Le nombre d'offres d'emplois en ligne diminue régulièrement depuis le sommet de novembre 2021, mais reste historiquement élevé, ajoute Julia Pollak. Elle note néanmoins que les signes de ralentissement du marché du travail sont visibles, chaque offre d'emploi disponible ayant enregistré en janvier 30% de candidatures supplémentaires par rapport à janvier 2023.

• Dépenses du gouvernement

D'abord 2.200 milliards de dollars face au Covid-19 en mars 2020, puis 1.900 milliards un an plus tard: l'ancien président Donald Trump, puis son successeur Joe Biden, avaient sorti l'artillerie lourde pour soutenir l'économie américaine face à cette crise inédite. Des paquets budgétaires qui ont certainement participé à "provoquer des pressions inflationnistes", selon Dan North, économiste pour Allianz Trade Amérique du Nord.

Joe Biden a ensuite signé un plan de 1.200 milliards de dollars pour les transports et infrastructures en novembre 2021, puis son plan d'action climatique en août 2022, de 750 milliards de dollars. Résultat, au moment où la banque centrale américaine, la Fed, tentait de ralentir l'économie pour juguler la forte inflation, "la politique budgétaire a fait exactement le contraire", souligne Dan North.

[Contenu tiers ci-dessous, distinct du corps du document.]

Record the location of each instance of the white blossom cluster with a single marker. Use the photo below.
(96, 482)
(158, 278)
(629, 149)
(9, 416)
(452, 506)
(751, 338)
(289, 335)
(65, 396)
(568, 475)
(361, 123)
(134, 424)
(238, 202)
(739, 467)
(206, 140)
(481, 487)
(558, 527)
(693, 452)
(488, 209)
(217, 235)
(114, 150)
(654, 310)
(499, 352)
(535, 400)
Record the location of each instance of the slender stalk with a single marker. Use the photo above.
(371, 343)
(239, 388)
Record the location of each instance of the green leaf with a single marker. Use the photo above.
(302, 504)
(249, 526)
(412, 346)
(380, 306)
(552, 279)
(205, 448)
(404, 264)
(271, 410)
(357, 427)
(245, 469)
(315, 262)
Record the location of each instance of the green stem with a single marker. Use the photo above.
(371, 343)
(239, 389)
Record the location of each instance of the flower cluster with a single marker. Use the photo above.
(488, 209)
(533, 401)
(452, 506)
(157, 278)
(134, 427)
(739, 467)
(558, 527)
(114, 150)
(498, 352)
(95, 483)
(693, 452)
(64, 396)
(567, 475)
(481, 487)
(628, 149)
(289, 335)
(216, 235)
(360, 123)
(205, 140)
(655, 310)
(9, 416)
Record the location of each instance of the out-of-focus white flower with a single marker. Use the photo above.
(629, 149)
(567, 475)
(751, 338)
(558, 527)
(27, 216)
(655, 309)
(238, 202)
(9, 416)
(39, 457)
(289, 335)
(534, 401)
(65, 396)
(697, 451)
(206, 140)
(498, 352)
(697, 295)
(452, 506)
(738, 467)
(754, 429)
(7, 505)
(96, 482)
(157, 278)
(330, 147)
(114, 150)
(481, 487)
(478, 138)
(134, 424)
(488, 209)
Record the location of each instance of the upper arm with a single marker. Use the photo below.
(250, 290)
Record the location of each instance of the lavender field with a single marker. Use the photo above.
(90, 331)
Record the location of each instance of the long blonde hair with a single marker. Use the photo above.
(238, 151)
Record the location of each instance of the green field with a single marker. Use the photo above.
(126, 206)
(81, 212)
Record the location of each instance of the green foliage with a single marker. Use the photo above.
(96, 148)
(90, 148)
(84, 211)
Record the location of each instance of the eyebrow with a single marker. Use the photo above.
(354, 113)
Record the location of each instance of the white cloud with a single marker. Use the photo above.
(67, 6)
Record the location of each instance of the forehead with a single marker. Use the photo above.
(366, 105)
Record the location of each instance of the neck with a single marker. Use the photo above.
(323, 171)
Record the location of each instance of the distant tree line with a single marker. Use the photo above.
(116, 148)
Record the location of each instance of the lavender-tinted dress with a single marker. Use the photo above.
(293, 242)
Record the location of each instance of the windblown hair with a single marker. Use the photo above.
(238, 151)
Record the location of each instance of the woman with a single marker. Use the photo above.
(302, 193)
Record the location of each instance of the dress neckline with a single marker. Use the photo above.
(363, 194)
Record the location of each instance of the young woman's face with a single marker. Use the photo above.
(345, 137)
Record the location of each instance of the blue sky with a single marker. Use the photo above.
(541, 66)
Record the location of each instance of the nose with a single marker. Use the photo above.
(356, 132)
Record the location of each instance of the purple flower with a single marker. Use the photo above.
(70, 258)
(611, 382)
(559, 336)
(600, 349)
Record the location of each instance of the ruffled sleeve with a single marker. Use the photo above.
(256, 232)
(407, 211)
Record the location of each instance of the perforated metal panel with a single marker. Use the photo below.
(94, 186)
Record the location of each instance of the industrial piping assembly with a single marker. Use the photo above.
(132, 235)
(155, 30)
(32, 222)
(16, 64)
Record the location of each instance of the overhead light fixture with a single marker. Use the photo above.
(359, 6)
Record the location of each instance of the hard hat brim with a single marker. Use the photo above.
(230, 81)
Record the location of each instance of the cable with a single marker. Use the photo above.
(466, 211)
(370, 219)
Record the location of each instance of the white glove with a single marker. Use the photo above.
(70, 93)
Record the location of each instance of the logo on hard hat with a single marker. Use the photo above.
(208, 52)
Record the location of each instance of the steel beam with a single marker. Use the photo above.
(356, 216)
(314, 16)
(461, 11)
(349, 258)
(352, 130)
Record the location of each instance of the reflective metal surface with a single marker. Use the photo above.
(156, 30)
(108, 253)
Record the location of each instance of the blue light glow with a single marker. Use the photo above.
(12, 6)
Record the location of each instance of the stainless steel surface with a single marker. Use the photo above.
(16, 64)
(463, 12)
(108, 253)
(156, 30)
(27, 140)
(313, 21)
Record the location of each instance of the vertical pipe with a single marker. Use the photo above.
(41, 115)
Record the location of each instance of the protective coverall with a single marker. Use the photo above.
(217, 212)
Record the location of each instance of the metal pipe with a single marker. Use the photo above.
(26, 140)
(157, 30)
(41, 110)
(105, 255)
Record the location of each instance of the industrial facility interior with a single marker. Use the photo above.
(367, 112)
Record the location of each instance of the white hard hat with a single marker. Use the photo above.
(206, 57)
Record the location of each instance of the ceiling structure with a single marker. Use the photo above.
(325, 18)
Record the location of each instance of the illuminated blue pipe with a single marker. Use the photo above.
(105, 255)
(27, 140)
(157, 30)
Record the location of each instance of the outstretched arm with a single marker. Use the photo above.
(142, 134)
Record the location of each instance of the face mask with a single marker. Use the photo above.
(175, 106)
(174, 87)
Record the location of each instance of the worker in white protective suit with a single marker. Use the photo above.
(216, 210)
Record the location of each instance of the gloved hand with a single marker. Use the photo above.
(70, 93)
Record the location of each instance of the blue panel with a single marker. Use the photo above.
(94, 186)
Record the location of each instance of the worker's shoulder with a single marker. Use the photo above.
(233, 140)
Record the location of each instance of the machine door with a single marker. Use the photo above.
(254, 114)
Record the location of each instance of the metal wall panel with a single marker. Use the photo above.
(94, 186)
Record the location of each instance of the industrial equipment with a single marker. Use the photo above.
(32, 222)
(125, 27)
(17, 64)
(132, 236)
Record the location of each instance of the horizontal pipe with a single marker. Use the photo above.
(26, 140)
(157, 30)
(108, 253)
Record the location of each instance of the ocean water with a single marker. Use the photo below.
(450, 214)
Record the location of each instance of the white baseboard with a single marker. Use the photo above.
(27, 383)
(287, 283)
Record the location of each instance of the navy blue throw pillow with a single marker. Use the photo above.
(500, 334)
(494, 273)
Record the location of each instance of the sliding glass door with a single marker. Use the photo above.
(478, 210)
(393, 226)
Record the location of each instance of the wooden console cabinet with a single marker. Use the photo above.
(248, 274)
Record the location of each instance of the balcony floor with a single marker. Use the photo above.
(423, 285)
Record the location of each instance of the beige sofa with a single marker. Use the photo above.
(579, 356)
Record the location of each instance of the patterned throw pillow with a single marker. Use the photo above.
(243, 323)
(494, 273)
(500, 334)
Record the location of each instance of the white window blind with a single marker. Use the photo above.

"Les subventions gouvernementales pour les véhicules électriques, les puces électroniques et les infrastructures stimulent les investissements des entreprises à un moment où les taux d'intérêt élevés auraient, sans cela, pu les faire chuter", ajoute Julia Pollak. Environ 30% de la croissance du PIB l'année dernière provenait du secteur public, qui représente environ 14% de l'économie, détaille Gregory Daco.

• Taux très bas puis très hauts

Si les taux élevés n'ont pas dégradé l'économie comme attendu, c'est aussi parce qu'ils étaient, auparavant, proches de zéro. En mars 2020, face au Covid, la Fed les avait en effet brusquement abaissés, et n'avait commencé à les relever que deux ans plus tard. Cela "a permis aux entreprises d'émettre de la dette à des taux d'intérêt très bas", détaille Dan North, et, désormais, "les entreprises, dans l'ensemble, paient les intérêts les plus bas jamais enregistrés".

Les ménages, eux aussi, avaient pu profiter des taux d'intérêt exceptionnellement faibles des prêts immobiliers, avant qu'ils ne grimpent de nouveau.

Les économistes affirment qu'il faudra du temps pour que l'impact des hausses de taux se répercute sur l'économie réelle. La dernière hausse a été annoncée en juillet par la Fed. Or, il faut environ six trimestres, soit un an et demi, pour que le plein effet se manifeste et fasse ralentir l'économie, selon Dan North. Les perspectives cette année restent toutefois positives, avec des réductions des taux d'intérêt à l'horizon et une inflation bien moins forte.